Welcome to the game! I'll focus on recruiting, since that is your first big task:
1. Don't spend much (or any) of your money early in recruiting. The longer you wait, the more borderline D2 players will become willing to play D3 ball because they're not getting any interest from D2 programs. For me, it was very difficult as a beginning D3 coach to avoid jumping on players right away and spending a ton of cash in the first few cycles - but this is NOT the way to succeed. If you have the patience, you can even wait until the morning of the last day of recruiting to begin. You will get better players that way!
2. Ditto for FSS. Wait until after the first signings to spend any of your FSS budget, because lots of players will have already signed with other teams by that point. That will cut down on the number of available recruits in each state, which will lower the cost on the states you want to scout. With a D3 budget, it is dumb to scout states when they are still fully populated.

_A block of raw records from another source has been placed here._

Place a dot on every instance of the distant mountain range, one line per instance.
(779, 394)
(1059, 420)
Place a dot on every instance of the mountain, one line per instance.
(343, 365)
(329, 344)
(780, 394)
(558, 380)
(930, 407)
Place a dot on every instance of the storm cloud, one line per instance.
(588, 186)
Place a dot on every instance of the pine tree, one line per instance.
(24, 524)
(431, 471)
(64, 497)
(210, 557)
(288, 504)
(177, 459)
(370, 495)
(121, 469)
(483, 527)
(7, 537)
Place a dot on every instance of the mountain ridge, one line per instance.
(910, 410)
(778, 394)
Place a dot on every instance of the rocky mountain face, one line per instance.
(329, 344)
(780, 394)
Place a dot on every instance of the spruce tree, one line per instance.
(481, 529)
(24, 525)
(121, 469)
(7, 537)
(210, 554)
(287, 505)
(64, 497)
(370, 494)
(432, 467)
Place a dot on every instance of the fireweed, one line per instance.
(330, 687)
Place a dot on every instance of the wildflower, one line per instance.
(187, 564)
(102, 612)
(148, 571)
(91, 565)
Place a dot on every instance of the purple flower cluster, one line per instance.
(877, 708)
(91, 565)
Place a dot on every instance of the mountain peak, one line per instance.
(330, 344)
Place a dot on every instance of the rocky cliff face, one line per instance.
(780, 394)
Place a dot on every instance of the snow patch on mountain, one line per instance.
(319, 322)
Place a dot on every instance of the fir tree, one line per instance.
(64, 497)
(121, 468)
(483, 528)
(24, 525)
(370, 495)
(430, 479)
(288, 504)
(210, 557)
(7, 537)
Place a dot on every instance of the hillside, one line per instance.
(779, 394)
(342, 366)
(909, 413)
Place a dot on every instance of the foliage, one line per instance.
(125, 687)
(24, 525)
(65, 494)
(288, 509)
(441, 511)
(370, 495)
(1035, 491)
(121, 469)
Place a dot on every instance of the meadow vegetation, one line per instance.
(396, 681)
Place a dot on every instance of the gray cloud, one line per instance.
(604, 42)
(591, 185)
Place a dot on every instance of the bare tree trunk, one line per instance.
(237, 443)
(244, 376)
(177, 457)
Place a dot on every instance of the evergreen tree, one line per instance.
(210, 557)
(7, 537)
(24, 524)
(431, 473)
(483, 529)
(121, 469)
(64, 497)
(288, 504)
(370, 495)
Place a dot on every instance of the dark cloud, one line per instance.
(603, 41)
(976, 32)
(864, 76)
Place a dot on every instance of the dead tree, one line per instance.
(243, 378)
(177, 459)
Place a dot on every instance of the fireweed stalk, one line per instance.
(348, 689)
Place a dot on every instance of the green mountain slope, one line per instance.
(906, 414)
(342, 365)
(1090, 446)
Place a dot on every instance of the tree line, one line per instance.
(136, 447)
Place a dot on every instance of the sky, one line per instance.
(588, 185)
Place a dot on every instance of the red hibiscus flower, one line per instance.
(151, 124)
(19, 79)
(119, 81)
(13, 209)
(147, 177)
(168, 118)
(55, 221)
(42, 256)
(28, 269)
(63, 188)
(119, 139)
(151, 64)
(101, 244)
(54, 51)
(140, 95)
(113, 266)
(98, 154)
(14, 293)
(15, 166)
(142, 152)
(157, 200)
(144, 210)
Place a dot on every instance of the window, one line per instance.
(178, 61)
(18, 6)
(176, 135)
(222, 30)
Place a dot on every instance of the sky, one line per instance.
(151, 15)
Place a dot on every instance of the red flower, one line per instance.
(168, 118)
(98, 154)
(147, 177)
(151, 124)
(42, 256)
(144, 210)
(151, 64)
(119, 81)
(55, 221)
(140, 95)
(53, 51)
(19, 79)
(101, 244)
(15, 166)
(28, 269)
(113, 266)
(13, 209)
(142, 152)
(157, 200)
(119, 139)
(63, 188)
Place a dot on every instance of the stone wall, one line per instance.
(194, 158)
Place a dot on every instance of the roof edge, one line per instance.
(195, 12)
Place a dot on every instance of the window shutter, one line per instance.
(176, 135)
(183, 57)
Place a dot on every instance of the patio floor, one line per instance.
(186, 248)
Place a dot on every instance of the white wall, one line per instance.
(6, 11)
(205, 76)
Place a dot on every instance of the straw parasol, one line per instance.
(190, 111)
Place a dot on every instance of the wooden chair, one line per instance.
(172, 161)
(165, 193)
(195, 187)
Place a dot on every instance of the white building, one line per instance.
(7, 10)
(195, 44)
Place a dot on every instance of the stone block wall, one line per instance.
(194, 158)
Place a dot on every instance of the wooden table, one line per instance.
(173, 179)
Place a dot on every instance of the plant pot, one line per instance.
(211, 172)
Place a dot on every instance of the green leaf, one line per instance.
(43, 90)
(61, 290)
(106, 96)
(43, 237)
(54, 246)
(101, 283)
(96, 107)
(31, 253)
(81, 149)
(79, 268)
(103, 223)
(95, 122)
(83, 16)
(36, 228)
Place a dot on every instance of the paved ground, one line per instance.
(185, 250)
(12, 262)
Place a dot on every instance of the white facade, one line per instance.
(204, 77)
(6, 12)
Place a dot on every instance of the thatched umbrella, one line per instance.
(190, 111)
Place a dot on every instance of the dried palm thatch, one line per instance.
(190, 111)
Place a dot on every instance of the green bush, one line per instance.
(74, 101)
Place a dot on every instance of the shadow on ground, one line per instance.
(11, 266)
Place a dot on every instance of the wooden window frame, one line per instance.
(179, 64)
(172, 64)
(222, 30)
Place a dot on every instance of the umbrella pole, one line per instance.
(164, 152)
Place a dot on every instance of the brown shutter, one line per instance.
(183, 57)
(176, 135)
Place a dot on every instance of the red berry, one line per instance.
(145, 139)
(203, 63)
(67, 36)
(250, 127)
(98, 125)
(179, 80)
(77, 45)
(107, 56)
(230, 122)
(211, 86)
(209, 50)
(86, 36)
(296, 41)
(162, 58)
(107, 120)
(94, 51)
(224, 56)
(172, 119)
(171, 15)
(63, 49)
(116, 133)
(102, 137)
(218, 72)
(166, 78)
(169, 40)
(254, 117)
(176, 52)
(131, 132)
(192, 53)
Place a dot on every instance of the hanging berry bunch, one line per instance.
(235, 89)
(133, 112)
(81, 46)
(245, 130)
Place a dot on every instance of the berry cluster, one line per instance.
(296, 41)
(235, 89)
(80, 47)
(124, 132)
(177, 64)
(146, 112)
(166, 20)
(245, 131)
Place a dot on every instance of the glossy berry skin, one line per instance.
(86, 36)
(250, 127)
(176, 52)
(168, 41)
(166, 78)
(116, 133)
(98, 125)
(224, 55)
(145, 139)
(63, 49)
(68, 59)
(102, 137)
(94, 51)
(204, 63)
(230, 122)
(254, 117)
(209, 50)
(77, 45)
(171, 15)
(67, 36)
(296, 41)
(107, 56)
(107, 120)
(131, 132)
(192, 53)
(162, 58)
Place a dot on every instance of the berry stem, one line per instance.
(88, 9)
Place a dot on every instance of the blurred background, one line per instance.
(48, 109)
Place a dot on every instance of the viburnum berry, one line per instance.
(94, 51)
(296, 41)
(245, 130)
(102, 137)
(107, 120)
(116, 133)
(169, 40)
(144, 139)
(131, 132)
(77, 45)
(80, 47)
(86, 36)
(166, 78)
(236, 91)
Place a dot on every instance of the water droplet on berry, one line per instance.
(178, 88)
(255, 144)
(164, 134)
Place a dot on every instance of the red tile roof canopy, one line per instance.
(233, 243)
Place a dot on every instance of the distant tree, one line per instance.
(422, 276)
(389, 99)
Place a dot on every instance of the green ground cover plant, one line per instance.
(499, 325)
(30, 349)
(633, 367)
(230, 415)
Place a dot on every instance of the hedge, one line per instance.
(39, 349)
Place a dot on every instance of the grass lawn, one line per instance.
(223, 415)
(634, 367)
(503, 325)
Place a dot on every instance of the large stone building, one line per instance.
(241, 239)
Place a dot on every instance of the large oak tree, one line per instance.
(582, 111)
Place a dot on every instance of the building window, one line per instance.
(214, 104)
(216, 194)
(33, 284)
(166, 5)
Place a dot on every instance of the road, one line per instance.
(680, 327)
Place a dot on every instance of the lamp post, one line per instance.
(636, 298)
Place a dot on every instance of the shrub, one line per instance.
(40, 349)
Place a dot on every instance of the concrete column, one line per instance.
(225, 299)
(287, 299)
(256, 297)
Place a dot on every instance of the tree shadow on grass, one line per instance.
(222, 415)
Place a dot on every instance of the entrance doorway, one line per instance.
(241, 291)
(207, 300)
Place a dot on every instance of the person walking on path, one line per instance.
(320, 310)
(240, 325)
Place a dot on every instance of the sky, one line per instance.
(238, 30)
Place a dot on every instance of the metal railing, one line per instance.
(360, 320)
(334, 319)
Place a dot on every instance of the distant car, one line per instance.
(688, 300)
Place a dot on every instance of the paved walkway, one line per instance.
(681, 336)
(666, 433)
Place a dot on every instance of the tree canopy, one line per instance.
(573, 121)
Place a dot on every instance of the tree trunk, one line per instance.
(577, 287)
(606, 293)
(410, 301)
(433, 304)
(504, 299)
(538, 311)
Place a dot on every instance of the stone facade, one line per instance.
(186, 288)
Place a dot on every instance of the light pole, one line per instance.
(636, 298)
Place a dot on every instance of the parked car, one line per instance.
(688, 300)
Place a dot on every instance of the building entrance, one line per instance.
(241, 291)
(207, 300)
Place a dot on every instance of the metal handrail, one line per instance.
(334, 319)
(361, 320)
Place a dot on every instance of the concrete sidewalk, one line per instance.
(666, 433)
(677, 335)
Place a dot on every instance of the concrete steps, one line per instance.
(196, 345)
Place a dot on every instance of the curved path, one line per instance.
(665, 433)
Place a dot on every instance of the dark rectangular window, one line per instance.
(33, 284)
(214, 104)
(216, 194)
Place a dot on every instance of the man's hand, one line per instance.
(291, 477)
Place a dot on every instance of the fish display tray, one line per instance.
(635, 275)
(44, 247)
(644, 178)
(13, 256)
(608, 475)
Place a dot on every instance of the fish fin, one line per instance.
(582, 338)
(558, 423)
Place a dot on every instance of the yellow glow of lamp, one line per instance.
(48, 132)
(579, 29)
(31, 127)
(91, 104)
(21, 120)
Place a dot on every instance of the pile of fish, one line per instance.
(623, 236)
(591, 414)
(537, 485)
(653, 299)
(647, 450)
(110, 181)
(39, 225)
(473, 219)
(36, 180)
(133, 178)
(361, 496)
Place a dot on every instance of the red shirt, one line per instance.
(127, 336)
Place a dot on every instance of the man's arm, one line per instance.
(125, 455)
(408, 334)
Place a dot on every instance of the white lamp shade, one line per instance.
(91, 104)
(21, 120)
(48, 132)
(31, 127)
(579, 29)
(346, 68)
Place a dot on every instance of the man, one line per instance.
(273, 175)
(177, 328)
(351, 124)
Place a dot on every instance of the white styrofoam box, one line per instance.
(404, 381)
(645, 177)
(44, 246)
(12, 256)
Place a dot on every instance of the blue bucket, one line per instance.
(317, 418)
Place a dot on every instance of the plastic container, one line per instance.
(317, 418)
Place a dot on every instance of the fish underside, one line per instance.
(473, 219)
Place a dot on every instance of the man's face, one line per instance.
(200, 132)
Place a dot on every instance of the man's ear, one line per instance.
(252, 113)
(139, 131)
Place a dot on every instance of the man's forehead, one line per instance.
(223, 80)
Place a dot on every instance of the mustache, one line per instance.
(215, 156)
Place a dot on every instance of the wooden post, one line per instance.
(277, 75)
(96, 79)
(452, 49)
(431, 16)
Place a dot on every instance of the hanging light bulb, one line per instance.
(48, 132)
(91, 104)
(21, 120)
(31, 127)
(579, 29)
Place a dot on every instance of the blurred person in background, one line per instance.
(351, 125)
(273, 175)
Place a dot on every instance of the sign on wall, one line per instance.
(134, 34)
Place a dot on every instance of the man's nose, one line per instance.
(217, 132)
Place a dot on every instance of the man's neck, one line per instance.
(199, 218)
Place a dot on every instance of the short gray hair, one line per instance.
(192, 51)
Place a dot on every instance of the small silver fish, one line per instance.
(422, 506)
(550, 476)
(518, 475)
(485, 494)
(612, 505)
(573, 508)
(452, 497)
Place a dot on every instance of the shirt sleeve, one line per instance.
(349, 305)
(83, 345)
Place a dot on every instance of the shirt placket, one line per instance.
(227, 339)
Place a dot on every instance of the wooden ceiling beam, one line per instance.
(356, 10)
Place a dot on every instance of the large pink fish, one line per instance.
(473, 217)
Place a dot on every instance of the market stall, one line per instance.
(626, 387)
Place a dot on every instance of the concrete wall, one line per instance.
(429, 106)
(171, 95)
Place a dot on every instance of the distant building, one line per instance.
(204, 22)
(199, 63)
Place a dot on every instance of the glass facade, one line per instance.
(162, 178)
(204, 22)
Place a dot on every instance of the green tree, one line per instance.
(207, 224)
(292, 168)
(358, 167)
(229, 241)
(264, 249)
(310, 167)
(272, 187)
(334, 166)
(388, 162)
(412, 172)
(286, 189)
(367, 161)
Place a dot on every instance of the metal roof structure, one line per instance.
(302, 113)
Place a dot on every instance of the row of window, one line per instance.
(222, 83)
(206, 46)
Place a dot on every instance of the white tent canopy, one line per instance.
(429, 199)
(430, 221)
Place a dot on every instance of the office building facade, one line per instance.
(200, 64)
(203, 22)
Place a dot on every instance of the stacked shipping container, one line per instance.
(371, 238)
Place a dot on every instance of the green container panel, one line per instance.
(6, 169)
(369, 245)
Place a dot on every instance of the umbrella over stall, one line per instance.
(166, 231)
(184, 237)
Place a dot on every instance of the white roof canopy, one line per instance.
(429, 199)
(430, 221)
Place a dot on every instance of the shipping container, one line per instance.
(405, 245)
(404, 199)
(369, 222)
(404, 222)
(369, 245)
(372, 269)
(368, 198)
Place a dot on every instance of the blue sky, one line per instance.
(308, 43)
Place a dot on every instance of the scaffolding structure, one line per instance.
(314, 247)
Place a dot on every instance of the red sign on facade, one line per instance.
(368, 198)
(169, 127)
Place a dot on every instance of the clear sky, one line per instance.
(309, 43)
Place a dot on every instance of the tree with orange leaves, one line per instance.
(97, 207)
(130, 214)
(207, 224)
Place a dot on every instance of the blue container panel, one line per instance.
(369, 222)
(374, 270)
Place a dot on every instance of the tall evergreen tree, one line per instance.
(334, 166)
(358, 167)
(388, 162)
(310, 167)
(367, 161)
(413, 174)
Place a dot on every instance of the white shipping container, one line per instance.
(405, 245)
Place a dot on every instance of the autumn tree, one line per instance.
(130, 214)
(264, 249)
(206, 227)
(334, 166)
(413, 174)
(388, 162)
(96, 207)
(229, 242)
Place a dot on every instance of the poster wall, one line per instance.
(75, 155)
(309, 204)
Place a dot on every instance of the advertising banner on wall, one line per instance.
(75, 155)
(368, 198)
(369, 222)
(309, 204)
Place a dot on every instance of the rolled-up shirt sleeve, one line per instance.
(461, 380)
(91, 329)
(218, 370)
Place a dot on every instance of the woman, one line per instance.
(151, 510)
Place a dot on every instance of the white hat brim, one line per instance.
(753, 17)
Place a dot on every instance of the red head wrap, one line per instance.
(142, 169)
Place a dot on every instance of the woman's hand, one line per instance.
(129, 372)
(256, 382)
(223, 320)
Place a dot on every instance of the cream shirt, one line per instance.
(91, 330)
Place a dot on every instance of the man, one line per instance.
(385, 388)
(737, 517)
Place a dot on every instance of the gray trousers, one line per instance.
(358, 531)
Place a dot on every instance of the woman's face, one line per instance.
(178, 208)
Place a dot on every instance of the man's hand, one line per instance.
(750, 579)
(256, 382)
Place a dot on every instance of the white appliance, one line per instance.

3. AVOID BATTLES. Can't stress this enough. In D3, there is almost no reason to EVER battle another human coach for a recruit. All it does is bleed money from your (paltry) budget. There are enough players out there that you'll be able to find someone similar without having to battle for him.
4. Spend as little as possible per recruit. On the last day of recruiting, players will often sign for, say, one eval and a promise of ten minutes of playing time. No reason to go crazy spending on a guy, especially in your situation where you only have four returning players. Sign 'em as cheaply as you can so that if there is a guy halfway across the country that you want, you'll have the cash to woo him.
5. I don't normally like to give heavy promises to a recruit, but you know you need two starting guards - so again, in the interest of spending as little as possible, wait until late in recruiting. At that point, you can sometimes sign guys for $110 - the cost of a promise to start, plus the $100 cost to offer a schollie. So keep your two starting guard spots in mind as you are checking out the recruits; whoever looks the most ready for prime time may be landable for just a promise. (One of the best players I ever had in D3 was a $110 signing like this.)
Good luck, and ask questions in the forum whenever you need help - you'll find most people around here are helpful, and some threads even make it all the way to the second page before anyone calls someone else a moron or a Nazi, LOL.